De qui tu parles ? demandais-je en tentant de jouer l'innocente.

Du Capitaine Pike, fit Paul en souriant de plus belle en me voyant grimacer. Y a son odeur tout autour de toi, et très clairement, ce n'est pas parce qu'il serait passé dans l'ascenseur avant toi.

Je déglutis, très heureuse de ne pas être une personne facile à faire rougir.

Tu peux jouer l'innocente, ricana-t-il. Mais pour avoir laissé son parfum sur toi, y a eu bien plus qu'un simple contact.

Rah c'est bon, sifflais-je et il sourit de plus belle. Il m'a embrassé. Là, tu es content ?

Il sourit, mais de façon plus amicale.

Toi, est-ce que tu es contente ? rectifia-t-il. C'est ça qui est le plus important dans l'histoire.

Je ne répondis rien, et il posa une main sur mon bras.

Je vois comment vous agissez quand vous êtes à côté, reprit-il. Vous êtes complémentaires, plus que certains couples. Quand il est là, tu as l'air plus apaisée, plus sereine. Ce n'était pas comme ça avec Gabriel Lorca. A l'instant où il est de nouveau entré dans ta vie, il s'y est imposé.

Je baissais les yeux, ignorant quoi dire.

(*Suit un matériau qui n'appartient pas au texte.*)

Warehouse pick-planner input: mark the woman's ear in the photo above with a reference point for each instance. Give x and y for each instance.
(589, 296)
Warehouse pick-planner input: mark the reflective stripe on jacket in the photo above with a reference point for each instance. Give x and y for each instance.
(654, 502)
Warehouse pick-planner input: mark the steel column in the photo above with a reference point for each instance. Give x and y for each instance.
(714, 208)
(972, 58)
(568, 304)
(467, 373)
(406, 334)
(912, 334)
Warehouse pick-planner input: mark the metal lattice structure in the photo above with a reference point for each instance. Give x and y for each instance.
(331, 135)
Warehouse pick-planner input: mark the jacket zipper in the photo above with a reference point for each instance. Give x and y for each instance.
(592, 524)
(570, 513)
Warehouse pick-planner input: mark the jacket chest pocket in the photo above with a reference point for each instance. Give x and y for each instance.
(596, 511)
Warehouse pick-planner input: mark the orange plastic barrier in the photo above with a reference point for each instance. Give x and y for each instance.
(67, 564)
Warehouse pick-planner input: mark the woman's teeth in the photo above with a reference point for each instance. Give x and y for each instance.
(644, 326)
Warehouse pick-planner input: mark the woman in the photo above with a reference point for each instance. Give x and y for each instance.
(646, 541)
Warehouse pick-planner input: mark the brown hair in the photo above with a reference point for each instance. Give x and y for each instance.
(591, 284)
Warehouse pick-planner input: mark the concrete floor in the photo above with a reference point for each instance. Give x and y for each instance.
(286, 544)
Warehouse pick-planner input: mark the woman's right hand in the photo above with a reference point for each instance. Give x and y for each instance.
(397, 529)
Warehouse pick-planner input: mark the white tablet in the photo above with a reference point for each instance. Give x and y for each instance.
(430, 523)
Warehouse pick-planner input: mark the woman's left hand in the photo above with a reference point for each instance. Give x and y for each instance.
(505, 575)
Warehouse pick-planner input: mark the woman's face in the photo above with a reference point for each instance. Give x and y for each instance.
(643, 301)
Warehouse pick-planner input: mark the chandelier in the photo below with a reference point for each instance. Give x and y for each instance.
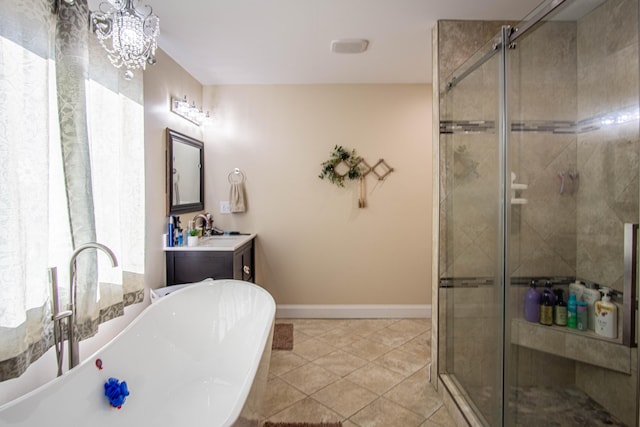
(127, 33)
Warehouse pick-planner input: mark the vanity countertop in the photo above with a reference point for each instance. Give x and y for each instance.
(215, 243)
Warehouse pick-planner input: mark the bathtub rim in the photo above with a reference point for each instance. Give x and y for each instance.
(248, 380)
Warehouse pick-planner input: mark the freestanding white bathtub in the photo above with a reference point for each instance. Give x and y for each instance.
(198, 357)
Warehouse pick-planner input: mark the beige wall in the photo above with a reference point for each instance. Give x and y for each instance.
(315, 245)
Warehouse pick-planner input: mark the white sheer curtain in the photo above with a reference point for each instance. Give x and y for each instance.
(39, 180)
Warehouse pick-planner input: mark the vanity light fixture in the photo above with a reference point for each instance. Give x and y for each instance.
(189, 111)
(127, 33)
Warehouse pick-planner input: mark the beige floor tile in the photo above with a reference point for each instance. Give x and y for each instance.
(345, 397)
(339, 337)
(375, 378)
(391, 337)
(385, 413)
(411, 325)
(401, 362)
(279, 396)
(442, 418)
(310, 378)
(366, 327)
(284, 361)
(306, 410)
(313, 348)
(314, 327)
(340, 362)
(420, 346)
(299, 337)
(367, 349)
(416, 394)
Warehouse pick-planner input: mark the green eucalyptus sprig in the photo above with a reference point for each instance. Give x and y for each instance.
(340, 155)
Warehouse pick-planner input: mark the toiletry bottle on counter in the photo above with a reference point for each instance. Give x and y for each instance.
(560, 310)
(591, 296)
(548, 290)
(546, 310)
(582, 322)
(532, 304)
(576, 288)
(572, 312)
(606, 316)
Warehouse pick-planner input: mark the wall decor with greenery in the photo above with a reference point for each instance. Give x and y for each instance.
(353, 167)
(351, 163)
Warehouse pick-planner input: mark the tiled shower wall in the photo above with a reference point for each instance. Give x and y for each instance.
(607, 42)
(571, 78)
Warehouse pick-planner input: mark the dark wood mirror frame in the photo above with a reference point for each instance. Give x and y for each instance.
(174, 139)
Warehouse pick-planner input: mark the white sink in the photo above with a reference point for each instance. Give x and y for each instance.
(222, 241)
(215, 243)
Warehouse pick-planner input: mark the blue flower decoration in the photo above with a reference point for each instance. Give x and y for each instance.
(116, 391)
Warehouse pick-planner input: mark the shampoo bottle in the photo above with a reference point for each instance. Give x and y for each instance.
(572, 312)
(170, 235)
(582, 322)
(576, 288)
(532, 304)
(560, 310)
(548, 290)
(591, 296)
(606, 316)
(546, 310)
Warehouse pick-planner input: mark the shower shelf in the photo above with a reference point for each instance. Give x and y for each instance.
(581, 346)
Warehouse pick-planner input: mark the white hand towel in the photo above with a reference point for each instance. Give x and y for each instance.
(236, 197)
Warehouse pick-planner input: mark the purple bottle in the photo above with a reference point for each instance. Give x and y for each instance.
(532, 304)
(548, 290)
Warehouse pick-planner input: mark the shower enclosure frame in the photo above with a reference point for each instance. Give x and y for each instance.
(508, 36)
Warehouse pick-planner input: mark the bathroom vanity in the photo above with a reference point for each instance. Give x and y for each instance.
(217, 257)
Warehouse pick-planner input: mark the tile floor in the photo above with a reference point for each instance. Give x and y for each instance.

Je sais que tu vas être tentée de lutter, murmura-t-il en serrant mon bras tandis que l'ascenseur s'arrêtait. Prend ton temps mais Ana, rappelle-toi qu'il est peut-être ce qu'il te faut, et que se serait bête de le perdre une nouvelle fois.

Il m'embrassa sur le front et sortit. J'en fis de même quelques secondes plus tard, de justesse avant que l'ascenseur ne se referme.

Gagnant ma chambre, je filais sous la douche avant de m'allonger. Fermant les yeux, je ne pu empêcher mes pensées de se diriger quelques étages au-dessus.